2. Tedavi rehberi güncellenmeli, güncel bilimsel verilerle desteklenmeyen öneriler kaldırılmalıdır. Ölümü azaltmada etkili olduğu bildirilen monoklonal antikor tedavilerine, özellikle riskli gruplar için olmak üzere, ülkemizde de erişim sağlanmalıdır.
3. Gereksiz antibiyotik, antikoagülan ve yüksek doz kortikosteroid kullanımı önlenmelidir.
4. Aşıların yaygınlaştırılması sağlanmalı ve aşılanma oranı ülke genelinde hızla artırılmalıdır. SAĞLIK VE EĞİTİM SEKTÖRÜNDE ÇALIŞANLARA AŞI ZORUNLULUĞU GETİRİLMELİDİR.
5. Gebelerin aşılanması için acil önlemler alınmalıdır.
6. Aşı tereddüdü yaşayan kişilere, daha aktif bir şekilde, etkili, doğru bilgilendirme yapılmalıdır.
7. Aşılama çalışmaları devam ederken toplumda infeksiyonun yayılmasını azaltacak diğer önlemlere devam edilmelidir.
8. Salgınla ilgili veriler düzenli ve sık aralıklarla, şeffaf bir şekilde paylaşılmalıdır.

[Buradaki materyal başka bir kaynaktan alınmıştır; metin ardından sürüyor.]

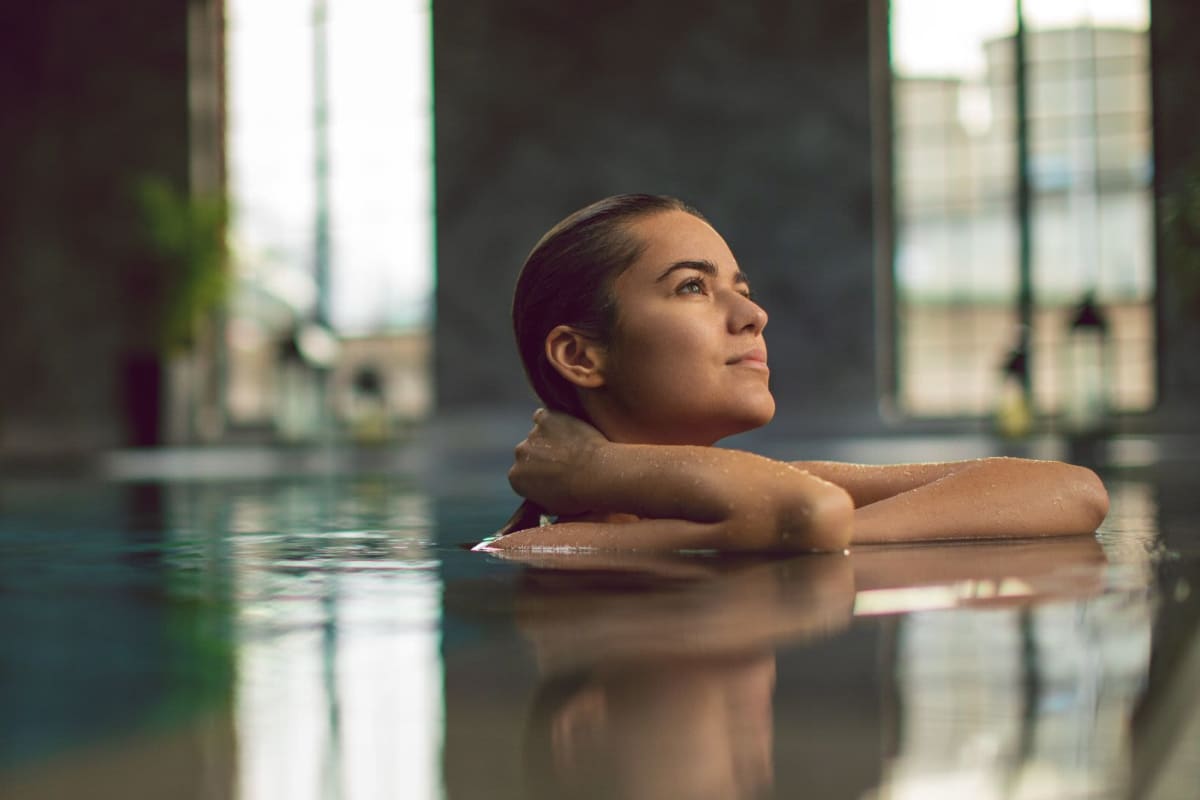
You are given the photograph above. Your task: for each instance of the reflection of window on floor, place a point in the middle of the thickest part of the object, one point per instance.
(354, 182)
(958, 238)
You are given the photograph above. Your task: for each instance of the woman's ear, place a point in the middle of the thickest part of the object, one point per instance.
(575, 356)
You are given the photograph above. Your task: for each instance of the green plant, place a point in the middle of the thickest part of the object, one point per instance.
(186, 260)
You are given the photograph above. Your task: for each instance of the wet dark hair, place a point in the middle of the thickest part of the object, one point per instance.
(568, 280)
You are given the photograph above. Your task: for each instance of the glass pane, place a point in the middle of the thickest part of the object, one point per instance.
(1090, 144)
(957, 239)
(955, 170)
(348, 356)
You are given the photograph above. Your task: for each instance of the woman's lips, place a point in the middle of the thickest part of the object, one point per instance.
(756, 358)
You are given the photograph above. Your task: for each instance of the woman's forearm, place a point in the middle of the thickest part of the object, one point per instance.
(755, 503)
(989, 498)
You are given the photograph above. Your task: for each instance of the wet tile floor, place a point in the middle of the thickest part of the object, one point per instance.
(318, 637)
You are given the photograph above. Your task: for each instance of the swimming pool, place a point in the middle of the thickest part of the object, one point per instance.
(325, 635)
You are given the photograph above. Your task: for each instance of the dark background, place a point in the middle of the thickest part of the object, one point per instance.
(759, 113)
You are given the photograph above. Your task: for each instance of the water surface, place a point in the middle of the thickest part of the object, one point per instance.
(319, 637)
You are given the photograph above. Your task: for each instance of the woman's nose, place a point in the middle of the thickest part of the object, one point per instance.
(747, 314)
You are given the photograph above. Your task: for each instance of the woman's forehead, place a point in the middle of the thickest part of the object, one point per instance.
(677, 236)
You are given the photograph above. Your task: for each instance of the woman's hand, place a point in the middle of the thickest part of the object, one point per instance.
(549, 462)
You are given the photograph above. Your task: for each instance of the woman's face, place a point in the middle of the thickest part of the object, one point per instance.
(687, 362)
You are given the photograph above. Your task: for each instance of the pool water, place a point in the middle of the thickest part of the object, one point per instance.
(331, 637)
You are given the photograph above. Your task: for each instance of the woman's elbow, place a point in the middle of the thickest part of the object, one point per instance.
(1093, 498)
(823, 522)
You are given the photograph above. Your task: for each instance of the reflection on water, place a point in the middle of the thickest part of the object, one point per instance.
(659, 672)
(318, 638)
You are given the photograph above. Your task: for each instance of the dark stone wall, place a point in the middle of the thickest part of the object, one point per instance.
(756, 113)
(93, 97)
(1175, 65)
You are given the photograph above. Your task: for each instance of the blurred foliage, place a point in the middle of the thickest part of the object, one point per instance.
(1181, 235)
(186, 263)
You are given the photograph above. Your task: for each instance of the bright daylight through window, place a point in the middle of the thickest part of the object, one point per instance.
(964, 304)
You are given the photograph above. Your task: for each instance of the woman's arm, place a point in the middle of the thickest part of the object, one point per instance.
(987, 498)
(682, 497)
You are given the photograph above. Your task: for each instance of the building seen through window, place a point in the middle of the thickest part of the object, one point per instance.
(958, 229)
(330, 160)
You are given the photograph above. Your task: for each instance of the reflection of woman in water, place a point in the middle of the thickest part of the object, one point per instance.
(658, 671)
(639, 332)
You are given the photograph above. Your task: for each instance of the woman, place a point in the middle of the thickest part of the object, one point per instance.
(637, 331)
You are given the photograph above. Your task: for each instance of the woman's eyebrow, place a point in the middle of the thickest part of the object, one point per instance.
(701, 265)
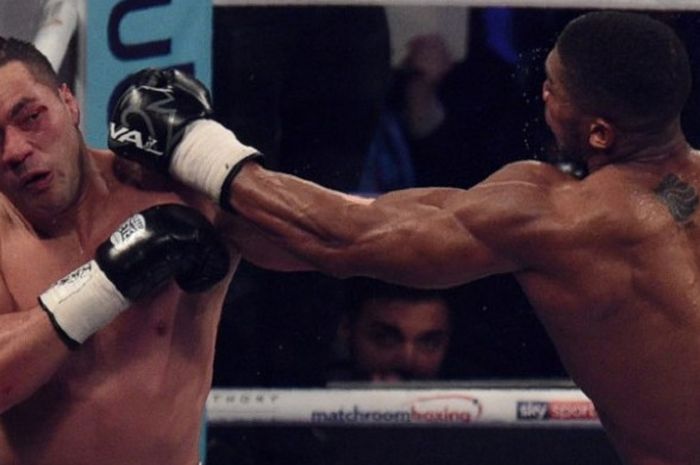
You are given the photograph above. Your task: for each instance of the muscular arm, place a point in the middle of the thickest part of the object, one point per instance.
(30, 351)
(418, 237)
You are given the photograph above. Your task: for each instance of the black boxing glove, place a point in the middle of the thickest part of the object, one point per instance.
(145, 252)
(160, 121)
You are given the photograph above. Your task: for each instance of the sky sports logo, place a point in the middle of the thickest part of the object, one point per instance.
(578, 410)
(432, 410)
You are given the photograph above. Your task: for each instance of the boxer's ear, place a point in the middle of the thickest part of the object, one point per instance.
(601, 134)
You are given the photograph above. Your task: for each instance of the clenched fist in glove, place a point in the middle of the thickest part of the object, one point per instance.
(162, 121)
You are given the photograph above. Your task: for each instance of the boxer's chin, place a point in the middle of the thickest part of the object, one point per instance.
(132, 173)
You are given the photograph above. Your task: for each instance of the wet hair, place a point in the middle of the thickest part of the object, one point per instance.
(359, 291)
(24, 52)
(625, 66)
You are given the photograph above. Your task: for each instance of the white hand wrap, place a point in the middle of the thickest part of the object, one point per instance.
(206, 156)
(82, 303)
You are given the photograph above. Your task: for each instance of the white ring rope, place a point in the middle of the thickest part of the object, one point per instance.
(616, 4)
(59, 22)
(494, 406)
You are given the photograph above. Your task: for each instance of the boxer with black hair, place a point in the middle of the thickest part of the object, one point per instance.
(609, 261)
(110, 294)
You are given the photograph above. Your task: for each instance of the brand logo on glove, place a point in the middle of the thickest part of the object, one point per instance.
(124, 135)
(72, 283)
(126, 233)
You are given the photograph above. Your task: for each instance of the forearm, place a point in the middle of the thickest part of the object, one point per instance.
(308, 221)
(30, 353)
(403, 237)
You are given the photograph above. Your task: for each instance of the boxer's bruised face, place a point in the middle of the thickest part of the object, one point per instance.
(393, 340)
(40, 144)
(563, 118)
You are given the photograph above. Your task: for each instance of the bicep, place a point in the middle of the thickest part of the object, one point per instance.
(431, 239)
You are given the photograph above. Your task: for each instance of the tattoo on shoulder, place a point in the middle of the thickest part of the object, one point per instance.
(680, 197)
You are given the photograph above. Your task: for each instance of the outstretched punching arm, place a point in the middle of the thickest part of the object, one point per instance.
(421, 237)
(435, 237)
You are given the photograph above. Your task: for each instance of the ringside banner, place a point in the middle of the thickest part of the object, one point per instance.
(128, 35)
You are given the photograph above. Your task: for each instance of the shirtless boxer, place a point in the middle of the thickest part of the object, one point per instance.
(77, 388)
(611, 262)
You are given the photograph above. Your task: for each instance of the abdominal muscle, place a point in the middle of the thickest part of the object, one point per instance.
(134, 393)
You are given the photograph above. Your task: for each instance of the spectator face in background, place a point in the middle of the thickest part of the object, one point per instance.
(392, 339)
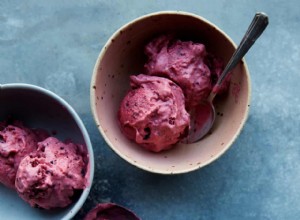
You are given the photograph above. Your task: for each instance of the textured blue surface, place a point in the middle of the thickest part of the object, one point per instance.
(54, 44)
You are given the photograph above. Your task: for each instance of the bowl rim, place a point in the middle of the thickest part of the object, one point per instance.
(93, 96)
(79, 203)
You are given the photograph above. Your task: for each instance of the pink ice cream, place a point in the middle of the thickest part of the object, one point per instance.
(16, 142)
(153, 113)
(186, 63)
(51, 176)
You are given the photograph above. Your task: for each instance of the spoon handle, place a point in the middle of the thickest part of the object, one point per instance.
(255, 29)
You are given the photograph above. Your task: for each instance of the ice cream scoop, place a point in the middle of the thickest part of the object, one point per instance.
(153, 113)
(203, 115)
(50, 177)
(16, 142)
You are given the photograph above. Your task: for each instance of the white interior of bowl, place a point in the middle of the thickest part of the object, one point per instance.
(123, 55)
(40, 108)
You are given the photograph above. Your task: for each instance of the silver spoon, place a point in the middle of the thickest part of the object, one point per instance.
(203, 117)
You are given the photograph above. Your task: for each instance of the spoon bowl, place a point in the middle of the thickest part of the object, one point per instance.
(204, 115)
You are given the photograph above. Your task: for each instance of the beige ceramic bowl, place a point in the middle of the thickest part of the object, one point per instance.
(123, 55)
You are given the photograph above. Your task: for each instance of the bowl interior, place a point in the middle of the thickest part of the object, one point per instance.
(123, 55)
(39, 108)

Verilerden öğrenerek strateji geliştirme yaklaşımı yerleştirilmelidir.
9. Bilimsel çalışmalar için getirilen ek kısıtlar acilen kaldırılmalıdır.
10. Pandeminin başından beri var güçleriyle çalışmakta olan sağlık çalışanlarının çalışma koşulları iyileştirilmeli, güvenli çalışma ortamları sağlanmalı, meslek örgütleri aracılığıyla ilettikleri görüş ve önerilere kulak verilmelidir.